Payer ne garantit pas la sécurité
Même lorsque les organisations paient, il n’existe aucune preuve fiable que cela mette fin au problème. Une étude de Proofpoint a révélé qu’une part importante des entreprises qui paient une rançon sont confrontées à des tentatives d’extorsion répétées, parfois de la part des mêmes attaquants qui reviennent pour un deuxième paiement. Ces données remettent en cause l’une des justifications les plus courantes au paiement : la croyance qu’il fait disparaître le problème.
Certaines organisations ont choisi une voie totalement différente. Stadler Rail, le constructeur ferroviaire suisse, a publiquement refusé de payer une rançon de plusieurs millions de dollars après que des attaquants ont volé des données par l’intermédiaire d’un fournisseur tiers, pariant que le refus était moins risqué que de légitimer l’économie de l’extorsion. Pendant ce temps, le paysage des ransomwares ne cesse d’évoluer ; un récent tour d’horizon du secteur qui suit les groupes dominant l’environnement actuel des menaces montre que payer un gang ne réduit pas le risque global posé par les dizaines d’autres qui restent actifs.

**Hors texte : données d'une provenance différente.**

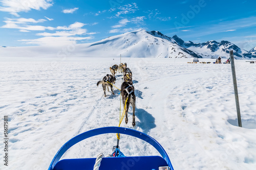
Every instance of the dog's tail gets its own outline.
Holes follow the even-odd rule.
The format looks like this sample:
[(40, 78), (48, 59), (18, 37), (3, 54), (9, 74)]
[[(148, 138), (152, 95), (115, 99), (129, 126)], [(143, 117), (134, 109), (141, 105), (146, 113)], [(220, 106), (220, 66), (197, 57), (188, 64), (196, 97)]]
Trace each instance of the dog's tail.
[(104, 83), (104, 81), (103, 80), (99, 81), (98, 83), (97, 83), (97, 86), (98, 86), (100, 84), (103, 84), (103, 83)]

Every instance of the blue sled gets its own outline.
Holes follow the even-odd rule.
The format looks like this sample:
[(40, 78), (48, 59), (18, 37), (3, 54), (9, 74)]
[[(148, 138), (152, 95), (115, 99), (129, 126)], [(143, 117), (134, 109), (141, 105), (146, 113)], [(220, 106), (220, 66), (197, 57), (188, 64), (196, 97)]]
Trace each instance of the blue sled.
[(135, 130), (115, 127), (95, 129), (75, 136), (59, 149), (52, 160), (48, 170), (93, 169), (96, 158), (59, 160), (64, 153), (76, 143), (89, 137), (105, 133), (120, 133), (138, 138), (153, 145), (162, 157), (150, 156), (103, 158), (99, 170), (174, 170), (166, 152), (153, 138)]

Ce que cela signifie pour vous
Que vous dirigiez une petite entreprise ou que vous gériez la sécurité d’une grande organisation, la décision de payer ou non ne doit jamais être prise isolément par la personne qui gère les serveurs. Elle nécessite un examen juridique des risques de sanctions et d’exposition réglementaire, une évaluation de la vie privée pour déterminer exactement quelles données ont été consultées, et une compréhension réaliste du fait que le paiement n’offre aucune garantie contre de futures extorsions ou fuites. Pour les consommateurs ordinaires, la leçon à retenir est différente mais connexe : après une violation, la sécurité de vos données personnelles dépend fortement des décisions prises par des entreprises avec lesquelles vous n’interagirez peut-être jamais directement, ce qui explique pourquoi il est important de comprendre comment les organisations gèrent la cyber-extorsion, même si vous n’êtes pas celui qui fait face à la demande de rançon.
Enseignements pratiques
Les organisations doivent élaborer un plan de réponse aux incidents avant qu’une attaque ne se produise, un plan qui inclut explicitement des conseillers juridiques et une évaluation de la confidentialité en plus des mesures techniques de remédiation. Ne traitez jamais une décision de rançon comme une question purement financière ; les risques de sanctions et de conformité sont réels et peuvent aggraver la violation initiale. Partez du principe que toute donnée exfiltrée est peut-être déjà compromise, quel que soit le paiement, et planifiez les notifications aux clients et aux employés en conséquence. Enfin, rappelez-vous que la stratégie la plus sûre à long terme contre la cyber-extorsion n’est pas un paiement rapide de la rançon, mais des défenses plus solides qui empêchent la tentative d’extorsion de réussir dès le départ.